Crítico de cinema e colunista de cultura de A Gazeta

"Mojica era um mestre não só do terror, mas do cinema"

Convidamos o cineasta Rodrigo Aragão, com quem José Mojica Marins, o Zé do Caixão, filmou seu último trabalho, para falar sobre sua história com o lendário diretor

Publicado em 01/03/2020 às 06h00
Atualizado em 01/03/2020 às 06h00
 Crédito: Acervo pessoal Rodrigo Aragão
Crédito: Acervo pessoal Rodrigo Aragão

José Mojica Marins, lendário cineasta e ator famoso pelo personagem Zé do Caixão, nos deixou em 19 de fevereiro. Mojica já não produzia tanto nos últimos anos, seu último longa como diretor, “A Encarnação do Demônio”, data de 2008, mas em 2014 ele veio Espírito Santo dirigir um dos filmes da antologia “Fábulas Negras” (2015) ao lado do guarapariense Rodrigo Aragão. Foi o último trabalho de Mojica, que também atua no segmento dirigido por ele. Justamente por isso, convidei Rodrigo Aragão para falar sobre o eterno José Mojica Marins. Confira.

Rodrigo Aragão

“Eu nasci em 1977, então durante a década de 80, minha infância e pré-adolescência, a gente não tinha nenhum acesso ao real trabalho do Mojica. Pra mim ele era o tio engraçado, de unhas grandes, que aparecia na ‘Praça é Nossa’ ou no programa do Silvio Santos.

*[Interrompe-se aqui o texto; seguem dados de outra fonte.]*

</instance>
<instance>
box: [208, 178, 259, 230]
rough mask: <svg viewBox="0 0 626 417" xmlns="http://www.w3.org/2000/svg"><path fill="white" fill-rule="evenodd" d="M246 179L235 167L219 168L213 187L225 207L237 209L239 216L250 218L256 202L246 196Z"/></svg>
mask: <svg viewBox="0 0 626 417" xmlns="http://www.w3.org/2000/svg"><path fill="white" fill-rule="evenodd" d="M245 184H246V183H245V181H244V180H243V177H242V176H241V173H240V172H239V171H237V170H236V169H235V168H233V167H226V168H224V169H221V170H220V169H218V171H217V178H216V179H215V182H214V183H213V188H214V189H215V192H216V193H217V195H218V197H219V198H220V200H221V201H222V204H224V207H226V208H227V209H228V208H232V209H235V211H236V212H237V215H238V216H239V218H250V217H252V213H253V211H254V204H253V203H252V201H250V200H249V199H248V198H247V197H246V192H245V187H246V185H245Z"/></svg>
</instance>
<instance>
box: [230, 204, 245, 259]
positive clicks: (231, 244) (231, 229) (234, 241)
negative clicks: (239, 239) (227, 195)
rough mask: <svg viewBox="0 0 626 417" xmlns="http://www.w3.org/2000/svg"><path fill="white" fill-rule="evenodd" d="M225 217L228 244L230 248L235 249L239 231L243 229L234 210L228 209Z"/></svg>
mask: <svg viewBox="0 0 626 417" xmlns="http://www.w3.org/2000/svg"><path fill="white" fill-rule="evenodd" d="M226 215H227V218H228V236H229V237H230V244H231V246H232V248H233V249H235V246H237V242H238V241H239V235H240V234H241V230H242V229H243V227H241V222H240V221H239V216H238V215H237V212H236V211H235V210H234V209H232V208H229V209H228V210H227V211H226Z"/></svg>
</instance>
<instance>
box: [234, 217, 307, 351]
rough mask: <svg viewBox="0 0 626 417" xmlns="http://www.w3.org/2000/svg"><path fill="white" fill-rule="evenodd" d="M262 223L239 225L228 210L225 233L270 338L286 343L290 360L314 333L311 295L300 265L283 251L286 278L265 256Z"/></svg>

Na década de 1990, com o ‘Cine Trash’, ele se tornou o rosto mais conhecido da minha vida já que eu sempre assisti ao programa e adorava aqueles filmes. Hoje penso que ali o Mojica se apresentava como uma caricatura dele mesmo e a gente continuava não tendo acesso aos seus trabalhos. Acho que só pude ver um filme do Mojica no início dos anos 2000, quando encontrei uma locadora que tinha ‘O Exorcismo Negro’ (1974). Esse filme bateu como uma pedra em mim. Era muito melhor, muito mais assustador e muito mais criativo do que eu esperava.

Com a chegada dos DVDs eu pude assistir ao que pra mim é o maior clássico do cinema brasileiro, ‘À Meia-noite Levarei Sua Alma’. É um filme que amo, acho uma coisa única no cinema mundial. O espírito do Mojica, principalmente essa coisa rebelde, de fazer como se pode, me deu forças pra fazer meu primeiro filme, “Mangue Negro”. Em 2008, quando terminei o filme depois de três anos, fui estreá-lo no Fantaspoa (Festival de Cinema Fantástico de Porto Alegre) e, pra minha felicidade, o Mojica estava lá lançando o ‘Encarnação do Demônio’.

Na primeira vez que o vi ele estava do lado de fora, fumando um cigarro... Eu sou meio tímido com essa coisa de abordar alguém, mas minha esposa não pensou duas vezes e foi imediatamente correndo até ele. O Mojica foi superlegal, super receptivo. Me deu parabéns (mesmo sem ter visto o filme) e falou ‘que bom que tem alguém fazendo filme de terror’. Ele sempre foi muito carinhoso, muito acessível.”

Fábulas Negras

“Quando surgiu a ideia do ‘Fábulas Negras’, surgiu a ideia de chamá-lo para fazer uma participação. Ele ficou sabendo que teria uma história sobre o Saci e quis dirigir essa história. Foi uma surpresa que ele topasse fazer um filme de tão baixo orçamento, com uma equipe tão pequena e no interior do Espírito Santo. Ele veio passar dez dias (em Guarapari) e filmou fora do estúdio, numa floresta mesmo. Isso é uma coisa que eu nunca vou esquecer. É uma grande oportunidade que eu tive na vida - ver um cara desse nível, com essa bagagem, com essa história, dirigindo um filme de baixíssimo orçamento, se divertindo. Nunca vi uma equipe trabalhar tão pesado e com um sorriso tão grande. A energia dele é contagiante, deixa toda a equipe feliz.

Uma coisa que me marcou bastante foi a despedida dele após os dez dias aqui. Era nítido que ele estava saindo dez anos mais jovem do que tinha chegado. Acho que a energia de um set, a energia do cinema, fazia bem ao corpo dele. Foi notório. É um ser que vivia de cinema, de arte. Acho que é por isso que todos o chamam de mestre - e é mesmo um mestre não só do cinema de terror, mas do cinema mundial. Todo brasileiro deveria ter muito orgulho de ter nascido no mesmo país que José Mojica Marins”.